Millennials live in a world of instant feedback, Facebook & Instagram provides an avenue for continuous feedback which has created a psychological expectation to receive this in real life too. Most of the time, a simple smile and a “Thank You” from their manager is all that matters. Other times, it’s something else. Get to know your employees on a personal level and find out how they liked to be recognised and respect their answers.
Offer variety and learning opportunities
Millennials don’t want to be doing the same job, day in and day out, for the next, five years, three years or even ONE year. While promotions are fantastic motivators for Millennials, not every company can provide for these opportunities. Instead, focus on learning opportunities and career development skills on a regular basis. In fact in a recent study commissioned by PWC, career progression is the number one priority for Millennials in the workplace. In the same study, 52% of the respondents said this was the main motivation for choosing an employer, coming ahead of a competitive salary in second place (44%).
Learning & career development opportunities can take many forms.

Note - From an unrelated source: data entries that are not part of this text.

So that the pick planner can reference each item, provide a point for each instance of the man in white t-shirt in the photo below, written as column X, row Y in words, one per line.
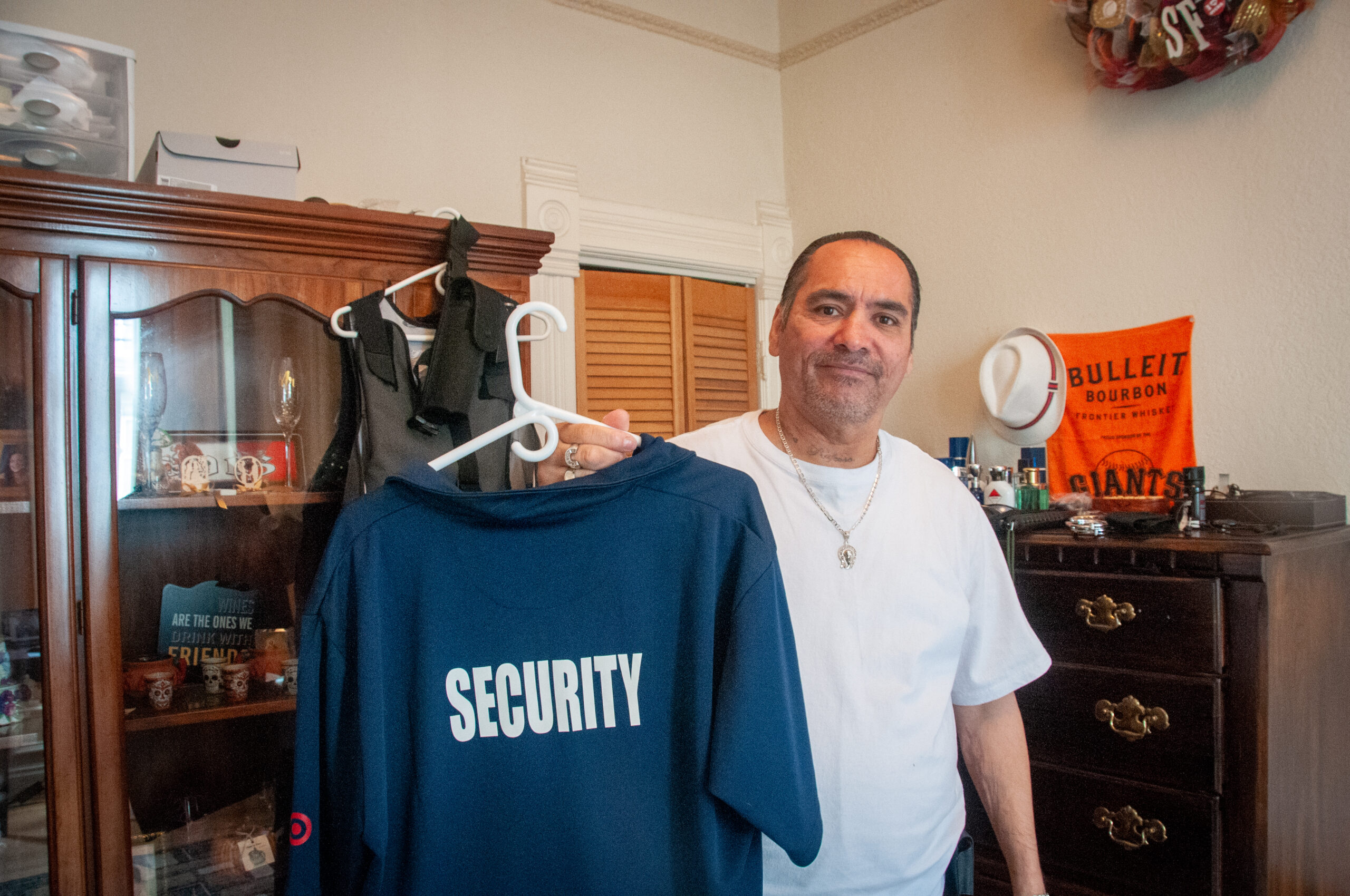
column 909, row 634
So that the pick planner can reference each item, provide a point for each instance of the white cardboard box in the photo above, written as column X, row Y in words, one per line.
column 201, row 162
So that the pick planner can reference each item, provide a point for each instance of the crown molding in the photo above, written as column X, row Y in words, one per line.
column 671, row 29
column 767, row 59
column 850, row 30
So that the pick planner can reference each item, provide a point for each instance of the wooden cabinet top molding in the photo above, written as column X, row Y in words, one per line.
column 91, row 207
column 1210, row 543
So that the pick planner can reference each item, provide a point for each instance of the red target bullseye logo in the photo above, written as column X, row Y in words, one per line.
column 300, row 829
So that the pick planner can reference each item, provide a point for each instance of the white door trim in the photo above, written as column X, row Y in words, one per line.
column 633, row 238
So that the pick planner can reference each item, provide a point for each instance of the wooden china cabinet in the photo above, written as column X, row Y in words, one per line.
column 142, row 327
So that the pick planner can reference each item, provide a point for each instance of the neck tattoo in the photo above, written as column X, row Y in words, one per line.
column 847, row 553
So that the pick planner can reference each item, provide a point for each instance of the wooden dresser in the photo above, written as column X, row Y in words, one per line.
column 1192, row 737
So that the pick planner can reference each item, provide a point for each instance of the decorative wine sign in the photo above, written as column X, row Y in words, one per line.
column 206, row 620
column 1146, row 45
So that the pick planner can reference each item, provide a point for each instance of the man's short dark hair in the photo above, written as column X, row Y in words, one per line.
column 797, row 276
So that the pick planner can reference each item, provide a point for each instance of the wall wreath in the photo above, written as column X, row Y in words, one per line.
column 1146, row 45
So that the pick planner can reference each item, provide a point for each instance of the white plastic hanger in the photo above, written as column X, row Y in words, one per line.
column 412, row 334
column 527, row 410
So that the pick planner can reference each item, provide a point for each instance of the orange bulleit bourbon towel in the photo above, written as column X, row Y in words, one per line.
column 1127, row 423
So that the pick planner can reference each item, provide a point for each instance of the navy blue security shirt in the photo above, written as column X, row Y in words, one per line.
column 582, row 689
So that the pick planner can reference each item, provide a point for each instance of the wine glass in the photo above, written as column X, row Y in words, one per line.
column 284, row 392
column 155, row 397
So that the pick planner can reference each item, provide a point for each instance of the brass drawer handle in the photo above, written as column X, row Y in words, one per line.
column 1132, row 719
column 1105, row 615
column 1127, row 829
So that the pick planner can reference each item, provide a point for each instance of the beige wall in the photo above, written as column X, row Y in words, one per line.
column 965, row 133
column 435, row 102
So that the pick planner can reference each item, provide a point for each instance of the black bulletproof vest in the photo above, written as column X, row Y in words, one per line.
column 465, row 392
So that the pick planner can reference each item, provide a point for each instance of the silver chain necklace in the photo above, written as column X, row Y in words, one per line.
column 847, row 552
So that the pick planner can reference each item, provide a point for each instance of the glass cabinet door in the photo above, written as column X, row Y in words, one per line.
column 23, row 805
column 222, row 413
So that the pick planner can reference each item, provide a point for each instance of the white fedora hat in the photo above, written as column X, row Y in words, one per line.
column 1023, row 384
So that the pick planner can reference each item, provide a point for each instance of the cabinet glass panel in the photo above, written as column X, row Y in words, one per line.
column 23, row 802
column 223, row 415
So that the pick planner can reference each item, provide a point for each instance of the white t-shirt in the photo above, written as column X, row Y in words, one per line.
column 927, row 618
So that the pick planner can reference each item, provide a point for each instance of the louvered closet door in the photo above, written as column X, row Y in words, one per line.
column 720, row 366
column 677, row 353
column 630, row 348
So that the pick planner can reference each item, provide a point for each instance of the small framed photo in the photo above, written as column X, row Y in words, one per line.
column 15, row 465
column 246, row 461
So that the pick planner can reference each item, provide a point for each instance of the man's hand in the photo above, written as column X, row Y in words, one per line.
column 597, row 447
column 994, row 747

The goal is to be an organisation that promotes learning both formally and informally. Opportunities such as conferences, online courses, workshops, webinars & acting opportunities are all welcome by Millennials.
Work-life balance is a top priority
In the same study by PwC, a whopping 95% of Millennials say that work-life balance is important to them. For younger workers, success is defined by having control over when and how they work and collecting life experiences – both of which can only be achieved by having a healthy balance between work time and personal time. They work hard, but they are not into the sixty hour work weeks defined by the Baby Boomers. Home, family, spending time with the children and families, are priorities.
Reports have monthly due dates. Jobs have fairly regular hours. Certain activities are scheduled every day. Meetings have agendas and minutes. Goals are clearly stated and progress is assessed. Define the success factors, Millennials don’t need to be micromanaged but they do need to know your expectations.
Provide a fun, employee-centered workplace
Millennials want to enjoy their work. They want to enjoy their workplace. They want to make friends in their workplace. Worry if your Millennial employees aren’t laughing, going out with workplace friends for lunch, and helping plan the next company event or committee. Make it a habit to evaluate morale in your workplace; if it’s suffering, a break for fun can lift spirits and boost success. Give your team a chance to enjoy themselves; it’ll undoubtedly create a friendlier, happier, and all-around healthier environment for everyone.